Track transaction performance through various stage using random mask #34789

lijunwangs · 2024-01-16T09:40:24Z

Problem

Enable the system to track transaction processing performance through various stage based on probability.

Summary of Changes

Based on the https://docs.google.com/document/d/1ig1rC0dk-ddi33JIqG9EZ4ZSq9xAJpT9fQTPaZFi_vw/edit.
We use a randomly generated 12 bits integer as a mask to match the transaction's signature. If it is matched, we mark the packet for tracking for performance in the Meta's mask. This is used efficiently down stream without doing mask matching. For these matched packets we report processing time for: fetch, sigverify and banking stage.

Fixes #

codecov · 2024-01-19T01:26:53Z

Codecov Report

Attention: Patch coverage is 73.68421% with 40 lines in your changes are missing coverage. Please review.

Project coverage is 81.7%. Comparing base (e8c87e8) to head (5ed6a58).
Report is 1 commits behind head on master.

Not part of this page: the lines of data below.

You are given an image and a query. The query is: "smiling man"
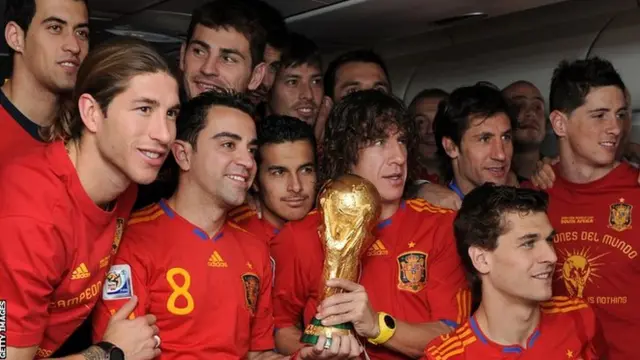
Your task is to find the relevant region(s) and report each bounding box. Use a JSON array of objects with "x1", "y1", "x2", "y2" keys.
[
  {"x1": 230, "y1": 115, "x2": 316, "y2": 245},
  {"x1": 180, "y1": 0, "x2": 267, "y2": 99},
  {"x1": 0, "y1": 0, "x2": 89, "y2": 163},
  {"x1": 425, "y1": 184, "x2": 601, "y2": 360}
]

❗ Current head 5ed6a58 differs from pull request most recent head 6a4f974. Consider uploading reports for the commit 6a4f974 to get more accurate results

Additional details and impacted files

@@            Coverage Diff            @@
##           master   #34789     +/-   ##
=========================================
- Coverage    81.8%    81.7%   -0.1%     
=========================================
  Files         834      835      +1     
  Lines      224815   224966    +151     
=========================================
+ Hits       183919   184006     +87     
- Misses      40896    40960     +64

t-nelson

can you run some benchmarks with and without this tracking. it seems extremely likely to add detrimental overhead

core/src/banking_stage/consumer.rs

t-nelson · 2024-01-23T01:54:50Z

core/src/banking_stage/consumer.rs

@@ -206,6 +206,26 @@ impl Consumer {
            .slot_metrics_tracker
            .increment_retryable_packets_count(retryable_transaction_indexes.len() as u64);

+        // Now we track the performance for the interested transactions which is not in the retryable_transaction_indexes
+        // We assume the retryable_transaction_indexes is already sorted.
+        for (index, packet) in packets_to_process.iter().enumerate() {


is there somewhere that we can put this where we aren't adding an iteration?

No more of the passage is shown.